The "ancient" and the modern: but only those who are "best", not merely because they are "ancient" or new.

Pay close attention to those particular persons of note.

But do not get overly attached to one model.

How to Imitate from the Ad Herennium.

"Imitation impels us to employ a studious method to be similar to someone in speaking."

Carefully analyze the model so as to explain how the author of the model achieved the excellence there.

The teacher normally did this analysis with professional accuracy, thereby illustrating, for the student, how the model was made to be excellent and how a lesser usage might have worked less well.

Assign the students exercises which find them composing sentences which practice the forms illustrated in the model and analysis above.

The students imitate the excellent aspect, using their own materials as instances.

Orally criticize discourse, and produce analysis and example through the living word embodied in the lessen.

This is what Plato is up to in the Phaedrus and the Symposium.

Here, he criticizes a faulty model and urges us to admire and emulate a superior model.

Analytical and appreciative lectures (prelection) in which student efforts are discussed and criticized orally in class.

Practice of the imitation by
 (1) paraphrase
 (2) translation and
 (3) learning by heart.

The elementary exercises.

Progymnasmata taught by the grammaticus.

They all gave patterns for those learning to speak and write to follow.

They present a graded series of exercises in speaking and writing--from the easy progressively to the more difficult.

They assume that which preceded them and build in a new aspect.

In Hermogenes, there are twelve which introduce the rudiments of the three kinds of rhetoric:

Deliberative:

fable,

tale, chreia (brief exposition of what a person did),

proverb,

 thesis,

legislation (retell narrative stories from epics and dramatic poets).


This enables one to not only improve at writing sentences, but also leaves one with a stock of stories from which to draw.

Judicial: confirmation and refutation, commonplace (added to the narratives just told--argue those that have been constructed) epideictic: encomium (praise a person), impersonation, comparison, description Declamation Taught to older boys, only after the progymnasmata were thoroughly learned. suasoria: exercise in deliberative oratory

Controversia: exercise in judicial oratory (argue cases).

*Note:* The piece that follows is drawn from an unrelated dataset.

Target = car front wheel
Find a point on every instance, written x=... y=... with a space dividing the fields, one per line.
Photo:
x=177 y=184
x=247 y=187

These were considered most important.

No advanced school work in epideictic.

The teacher set the topic, pointed out possible lines of argument and ways to argue.

As he became better and better at this, he drew larger and larger crowds such that eventually he had to set aside "declamation" days--these grew to encourage ostentatious teachers and led to the decline of controversia.

Also, as the political and religious systems took over more and more strict control of what could be said, the topics for controversia became more and more obscure and meaningless. suasoria were done using historical themes (since school boys were not thought to have the wisdom or experience to counsel on current matters) They were done in character and required a tremendous knowledge of historical fact.

They also stressed the importance of adaptation of materials to imagined audiences.


Controverisae used

(1) real rules/laws or made up laws,
(2) difficult/equivocal sets of circumstances
(3) all that which was known about rhetorical practice in direct application of these cases.